This is my point of view, I am not taking sides, nor using McIntosh/others info/views. This is my own thought process.
It's not that they're trash, it's all given by the amount of current flowing through the wire. It has to deal with the specific heat of the material, and the resistance of it.
Let's go with his specific situations that he pointed out: 300A@20' and 800A@5'
First we find the overall resistance of the wire:
0.09827ohms/kfeet
This divided by 1000 gives ohms per foot. (Or just add 3 0s after the decimal point.)
.00009827ohms/foot
This multiplied by 20 gives us the resistance of the wire.
0.0019654ohms
Now, plug this into ohms law to determine how many watts this wire dissipates, just the same as viewing it as a resistor. (I^2)*R=P
(300*300)0.0019654=176.886W
At the same time, lets plug this in to calculate the voltage drop across the resistor. I*R=E
300*0.0019654=0.58962V | This drops about .6V, it is not really relevant to the rest of what I'm saying, but it does drop ~.6V
Now that we know how many watts it dissipates, we still cannot calculate how much it will heat the wire. We have to find the mass of the wire.
We have to find the volume of the wire by multiplying it's area by it's height, given by (r^2)piH. H is determined by converting feet into cm, resulting in 609.6cm. r is .535cm
.535(609.6)=326.136cm^3
The density of copper is 8.96g/cm^3.
326.136*8.96=2,922.17856g | Now, we finally have how much mass of copper is in the wire.

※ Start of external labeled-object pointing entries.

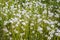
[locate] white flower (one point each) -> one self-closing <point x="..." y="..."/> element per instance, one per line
<point x="5" y="29"/>
<point x="48" y="28"/>
<point x="52" y="32"/>
<point x="49" y="38"/>
<point x="50" y="14"/>
<point x="23" y="23"/>
<point x="58" y="30"/>
<point x="52" y="26"/>
<point x="21" y="34"/>
<point x="39" y="20"/>
<point x="15" y="31"/>
<point x="6" y="22"/>
<point x="40" y="29"/>
<point x="58" y="24"/>
<point x="0" y="18"/>
<point x="51" y="35"/>
<point x="57" y="15"/>
<point x="58" y="0"/>
<point x="57" y="34"/>
<point x="32" y="24"/>
<point x="33" y="31"/>
<point x="45" y="11"/>
<point x="46" y="21"/>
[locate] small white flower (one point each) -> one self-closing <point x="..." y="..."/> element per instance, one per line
<point x="15" y="31"/>
<point x="23" y="23"/>
<point x="33" y="31"/>
<point x="58" y="24"/>
<point x="58" y="30"/>
<point x="45" y="11"/>
<point x="48" y="28"/>
<point x="49" y="38"/>
<point x="39" y="20"/>
<point x="40" y="29"/>
<point x="32" y="24"/>
<point x="5" y="29"/>
<point x="57" y="34"/>
<point x="0" y="18"/>
<point x="52" y="26"/>
<point x="57" y="15"/>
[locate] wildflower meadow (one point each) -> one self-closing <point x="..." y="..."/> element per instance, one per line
<point x="29" y="19"/>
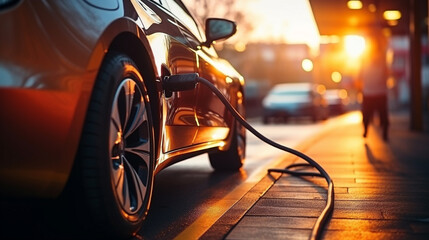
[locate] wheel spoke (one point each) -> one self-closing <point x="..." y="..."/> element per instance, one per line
<point x="120" y="184"/>
<point x="136" y="189"/>
<point x="142" y="152"/>
<point x="138" y="119"/>
<point x="129" y="89"/>
<point x="130" y="146"/>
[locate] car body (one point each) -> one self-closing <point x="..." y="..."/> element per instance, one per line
<point x="337" y="100"/>
<point x="287" y="100"/>
<point x="82" y="101"/>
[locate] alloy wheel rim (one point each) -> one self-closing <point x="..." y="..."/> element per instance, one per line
<point x="129" y="144"/>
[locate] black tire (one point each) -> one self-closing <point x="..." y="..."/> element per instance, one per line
<point x="115" y="160"/>
<point x="233" y="158"/>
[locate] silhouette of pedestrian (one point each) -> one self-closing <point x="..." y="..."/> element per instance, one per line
<point x="374" y="75"/>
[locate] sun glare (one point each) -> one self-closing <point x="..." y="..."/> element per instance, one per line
<point x="355" y="45"/>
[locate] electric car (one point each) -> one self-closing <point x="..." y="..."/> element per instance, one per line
<point x="288" y="100"/>
<point x="84" y="109"/>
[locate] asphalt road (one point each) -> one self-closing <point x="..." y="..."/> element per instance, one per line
<point x="189" y="196"/>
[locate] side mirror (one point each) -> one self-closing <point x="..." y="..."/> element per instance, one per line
<point x="217" y="28"/>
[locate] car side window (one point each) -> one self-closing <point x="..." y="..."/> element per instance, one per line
<point x="184" y="17"/>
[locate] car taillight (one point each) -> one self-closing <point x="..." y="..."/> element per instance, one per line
<point x="7" y="3"/>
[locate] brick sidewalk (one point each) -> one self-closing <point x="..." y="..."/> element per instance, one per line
<point x="381" y="189"/>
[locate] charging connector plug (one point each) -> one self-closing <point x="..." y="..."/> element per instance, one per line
<point x="180" y="82"/>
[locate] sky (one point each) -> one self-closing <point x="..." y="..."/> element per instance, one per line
<point x="288" y="21"/>
<point x="278" y="21"/>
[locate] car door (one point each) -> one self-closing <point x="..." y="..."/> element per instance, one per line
<point x="172" y="52"/>
<point x="213" y="117"/>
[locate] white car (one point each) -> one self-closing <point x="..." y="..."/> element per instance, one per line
<point x="295" y="100"/>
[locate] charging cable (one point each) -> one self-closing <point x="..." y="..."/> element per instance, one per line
<point x="182" y="82"/>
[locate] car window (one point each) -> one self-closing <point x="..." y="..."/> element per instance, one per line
<point x="182" y="14"/>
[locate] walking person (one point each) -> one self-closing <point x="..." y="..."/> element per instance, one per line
<point x="374" y="75"/>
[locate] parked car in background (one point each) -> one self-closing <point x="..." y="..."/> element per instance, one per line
<point x="288" y="100"/>
<point x="337" y="100"/>
<point x="82" y="103"/>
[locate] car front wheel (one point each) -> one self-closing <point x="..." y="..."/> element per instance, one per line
<point x="116" y="153"/>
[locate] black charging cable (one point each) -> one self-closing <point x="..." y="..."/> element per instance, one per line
<point x="184" y="82"/>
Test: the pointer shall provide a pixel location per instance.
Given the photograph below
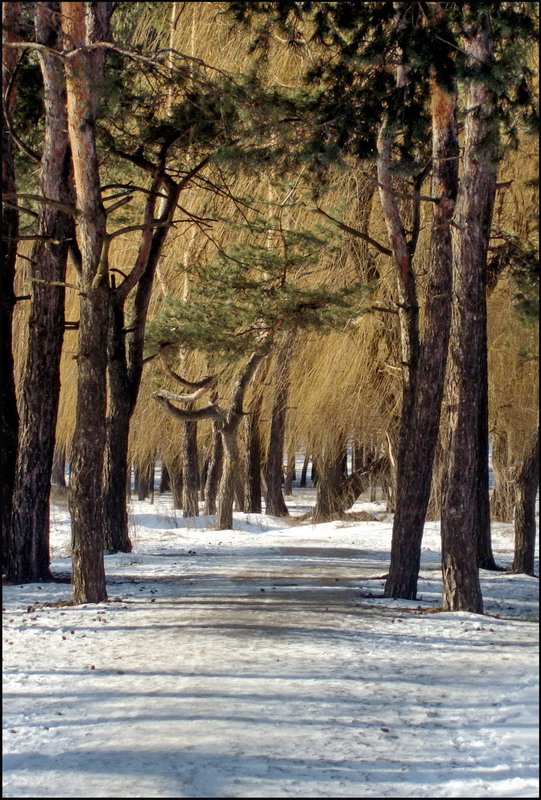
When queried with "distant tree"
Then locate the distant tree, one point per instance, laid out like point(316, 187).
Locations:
point(84, 25)
point(527, 485)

I'm assuming there's a minimal amount of air, but if there is more, it will heat up faster, since there is less copper mass, and will not evenly heat up the air since the thermal transfer is by convection instead of conduction.
The specific heat of copper is 0.385 J/g•C or K.

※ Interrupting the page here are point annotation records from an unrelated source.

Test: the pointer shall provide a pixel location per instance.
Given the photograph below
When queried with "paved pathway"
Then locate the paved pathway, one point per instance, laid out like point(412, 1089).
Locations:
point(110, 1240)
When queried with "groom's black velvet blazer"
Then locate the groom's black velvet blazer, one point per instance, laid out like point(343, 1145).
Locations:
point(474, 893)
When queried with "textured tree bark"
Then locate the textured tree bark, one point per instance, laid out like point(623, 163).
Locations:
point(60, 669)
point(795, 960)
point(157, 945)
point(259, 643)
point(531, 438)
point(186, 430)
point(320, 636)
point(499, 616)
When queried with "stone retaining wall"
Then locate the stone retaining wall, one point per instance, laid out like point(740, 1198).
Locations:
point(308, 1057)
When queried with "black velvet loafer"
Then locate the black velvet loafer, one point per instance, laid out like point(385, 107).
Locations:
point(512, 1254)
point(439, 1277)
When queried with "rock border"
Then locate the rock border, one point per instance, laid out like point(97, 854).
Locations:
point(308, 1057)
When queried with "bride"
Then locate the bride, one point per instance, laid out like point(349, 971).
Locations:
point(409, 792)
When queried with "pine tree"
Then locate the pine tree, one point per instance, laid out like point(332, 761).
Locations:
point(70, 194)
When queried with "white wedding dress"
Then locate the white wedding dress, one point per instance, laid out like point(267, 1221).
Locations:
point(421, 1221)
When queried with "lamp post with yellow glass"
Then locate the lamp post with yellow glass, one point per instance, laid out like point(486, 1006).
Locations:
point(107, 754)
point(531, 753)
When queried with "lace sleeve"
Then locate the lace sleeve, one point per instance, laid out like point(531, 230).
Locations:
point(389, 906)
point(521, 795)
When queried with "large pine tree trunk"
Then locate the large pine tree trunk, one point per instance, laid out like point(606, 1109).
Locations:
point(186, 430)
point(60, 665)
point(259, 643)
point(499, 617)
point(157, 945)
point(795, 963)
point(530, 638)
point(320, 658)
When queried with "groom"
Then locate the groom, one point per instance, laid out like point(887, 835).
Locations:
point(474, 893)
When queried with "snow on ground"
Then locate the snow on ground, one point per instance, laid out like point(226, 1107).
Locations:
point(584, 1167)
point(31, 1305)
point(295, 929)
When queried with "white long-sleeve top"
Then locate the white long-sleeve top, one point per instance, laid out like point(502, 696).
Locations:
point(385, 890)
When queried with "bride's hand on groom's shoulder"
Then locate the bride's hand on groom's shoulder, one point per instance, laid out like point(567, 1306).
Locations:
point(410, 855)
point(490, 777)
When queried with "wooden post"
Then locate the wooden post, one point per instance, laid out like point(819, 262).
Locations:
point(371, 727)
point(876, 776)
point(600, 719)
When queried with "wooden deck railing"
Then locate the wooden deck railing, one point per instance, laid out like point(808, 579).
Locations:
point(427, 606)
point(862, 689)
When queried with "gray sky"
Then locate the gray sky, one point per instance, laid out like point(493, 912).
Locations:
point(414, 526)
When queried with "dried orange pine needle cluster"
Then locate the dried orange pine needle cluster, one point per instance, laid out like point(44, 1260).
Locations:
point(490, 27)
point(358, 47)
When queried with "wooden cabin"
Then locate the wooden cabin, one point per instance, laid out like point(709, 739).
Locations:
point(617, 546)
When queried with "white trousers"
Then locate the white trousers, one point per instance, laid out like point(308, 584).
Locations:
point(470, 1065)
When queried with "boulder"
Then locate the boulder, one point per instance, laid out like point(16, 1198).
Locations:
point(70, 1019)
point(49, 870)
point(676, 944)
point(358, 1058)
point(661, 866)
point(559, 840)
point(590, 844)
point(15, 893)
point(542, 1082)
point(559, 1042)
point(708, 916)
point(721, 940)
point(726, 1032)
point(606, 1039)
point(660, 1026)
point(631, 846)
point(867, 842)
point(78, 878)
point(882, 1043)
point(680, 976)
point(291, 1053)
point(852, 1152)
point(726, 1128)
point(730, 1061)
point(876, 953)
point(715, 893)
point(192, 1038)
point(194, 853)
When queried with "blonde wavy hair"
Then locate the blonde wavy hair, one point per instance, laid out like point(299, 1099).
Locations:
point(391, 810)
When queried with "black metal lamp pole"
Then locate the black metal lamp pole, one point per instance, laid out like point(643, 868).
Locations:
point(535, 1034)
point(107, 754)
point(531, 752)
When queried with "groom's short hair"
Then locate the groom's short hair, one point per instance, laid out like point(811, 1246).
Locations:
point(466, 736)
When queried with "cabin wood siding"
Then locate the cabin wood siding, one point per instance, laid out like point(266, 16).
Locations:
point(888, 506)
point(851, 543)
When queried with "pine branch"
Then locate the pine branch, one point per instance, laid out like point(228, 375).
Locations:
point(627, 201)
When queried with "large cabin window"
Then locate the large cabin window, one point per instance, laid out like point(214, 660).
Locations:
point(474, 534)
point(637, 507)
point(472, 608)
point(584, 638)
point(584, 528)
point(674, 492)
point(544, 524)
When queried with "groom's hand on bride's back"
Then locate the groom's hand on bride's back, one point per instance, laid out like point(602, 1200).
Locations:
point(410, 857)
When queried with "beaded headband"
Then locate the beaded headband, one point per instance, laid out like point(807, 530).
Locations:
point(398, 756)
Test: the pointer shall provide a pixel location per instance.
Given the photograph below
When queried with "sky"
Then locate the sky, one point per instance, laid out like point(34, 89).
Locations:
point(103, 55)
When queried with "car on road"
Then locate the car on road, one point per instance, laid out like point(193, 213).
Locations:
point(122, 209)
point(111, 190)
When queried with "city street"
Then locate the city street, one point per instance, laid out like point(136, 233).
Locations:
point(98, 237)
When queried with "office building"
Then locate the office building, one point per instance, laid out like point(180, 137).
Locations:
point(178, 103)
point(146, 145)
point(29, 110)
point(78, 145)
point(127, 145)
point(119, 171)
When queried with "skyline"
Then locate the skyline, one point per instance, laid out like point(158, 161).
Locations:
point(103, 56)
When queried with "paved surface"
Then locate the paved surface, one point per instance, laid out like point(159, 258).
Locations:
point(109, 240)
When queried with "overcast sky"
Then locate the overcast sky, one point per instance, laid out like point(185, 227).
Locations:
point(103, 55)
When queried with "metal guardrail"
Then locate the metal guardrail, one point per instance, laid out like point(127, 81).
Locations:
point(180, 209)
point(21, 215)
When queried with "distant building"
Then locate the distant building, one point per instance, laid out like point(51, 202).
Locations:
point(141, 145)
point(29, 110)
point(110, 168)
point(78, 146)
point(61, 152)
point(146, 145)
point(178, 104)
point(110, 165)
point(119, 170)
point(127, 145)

One watt dissipated is 1J for 1 second. We finally are able to determine how much it will heat the wire.
Q=mC(deltaT) | Delta T stands for change in temperature, which is (Tf-Ti). We are trying to find Tf.
Q=176.886J
m=2922.17856g
C=.385
Ti=25
With the variables stated, we can now start plugging things in and solve.
176.886=2922.17856*.385(Tf-25)
Multiply 2922.17856 by .385
176.886=1125.03875(Tf-25)
Divide 176.88600 by 1125.03875
0.157226584=Tf-25
Add 25 to 0.157226584
Tf= 25.157226584 degrees C
IF TL;DR:
In other words, 0.157226584 degrees C/second, or 0.2830079 degrees F/second. Five seconds, and it's slightly more than a degree hotter. :\ I don't know if I would run it for too long. Let's run this for five minutes, assuming that none of the energy is lost/absorbed by the environment.
0.2830079(60*5)=84.90237 degrees F. I am not about to go into the math for dissipation of this heat into the surrounding air/insulation. After consideration, I would say the wire has a temperature rise of about 50-60 degrees F after five minutes.
On second though, there is too much math involved, and it is a hell of a lot easier to do on paper, so I'm not going to do the 800A@5' unless someone asks.
Please ignore small grammatical errors, or me leaving s or other letters off words.